Tracking the fortunes of college football's greatest corporation, Notre Dame, we find the stock to be ... up as they face L.A.'s "other" college team. The Irish showed signs of life with Evan Sharpley under center, and it's just in time: After going 0-5 against four now-unranked teams and the Boilermakers, the Irish are on to the easy part of their schedule. At least ND has a now-familiar routine for its latest road trip: fly out to L.A., soak up the California sun, get cheered by the thousands of subway (freeway?) alums who managed to get tickets to the game ... and promptly get thrashed.

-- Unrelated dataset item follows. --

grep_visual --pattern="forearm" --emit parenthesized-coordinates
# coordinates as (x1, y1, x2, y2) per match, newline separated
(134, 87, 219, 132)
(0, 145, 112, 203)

Before heading to Baton Rouge for the Florida-LSU showdown, we make a pit stop in Gainesville, where UF's Joiner was arrested and charged with burglary after allegedly helping to liberate his girlfriend's car from a towing company without paying the $76 bill. Tim Tebow is reportedly so angry he spurned Joiner's latest kiss. And the Gators are at a crossroads after they carried on a longtime tradition of never having an undefeated season in school history. Then again, considering that last year's title squad also lost to Auburn, maybe they've got the rest of the nation right where they want them. LSU, meanwhile, comes into the showdown riding the momentum of last week's dominating first-half performance in which the Tigers outscored Tulane 10-9. Pick: Tigers by 9

USC's march to fulfill Jim Harbaugh's prophecy as the greatest college football team ever continues in Los Angeles, where the Trojans take on none other than Harbaugh's Stanford Cardinal. USC showcased its true historical brilliance last weekend in Seattle by piling up 16 penalties for 161 yards, three turnovers, three late hits in the first quarter, two offensive linemen injured on one play and a blocked punt thrown in for good measure. Harbaugh, meanwhile, tweaked Pete Carroll before the season, claiming sources told him Carroll is leaving after this season for the NFL. But no matter how bad the Trojans looked last week (if you're scoring at home, that would be 'really bad'), our own sources tell us that Stanford is probably going to get killed. Pick: Trojans by 38

As the SEC continues to back up Les Miles' claim that USC has an easier road than if they played in Dixie, Arkansas hosts Chattanooga. Nice to see Darren McFadden has finally awakened to the stark reality of the Heisman race: It doesn't really matter what you do against good teams, just throw up some ridiculous numbers against weaker ones and people will assume you're destined for the Downtown Athletic Club. Pick: Hogs by about six McFadden touchdowns

Utah State at Hawaii. It's been a disappointing stretch for the greatest quarterback ever to dye the silhouette of the 50th state into his hair. First he denies us the chance to see a I-A team break the century mark by sitting out the Rainbow Warriors' game against Charleston Southern; then he throws five picks against Idaho. So it's do-or-die time: light up the Aggies, or Texas Tech's Graham Harrell takes over as our new favorite gimmick-system quarterback. Pick: Rainbows by 39

Now that we're in the thick of a very serious national-title race, it seems only fitting that this very frivolous category be temporarily retired. Also, Oregon has a bye this week.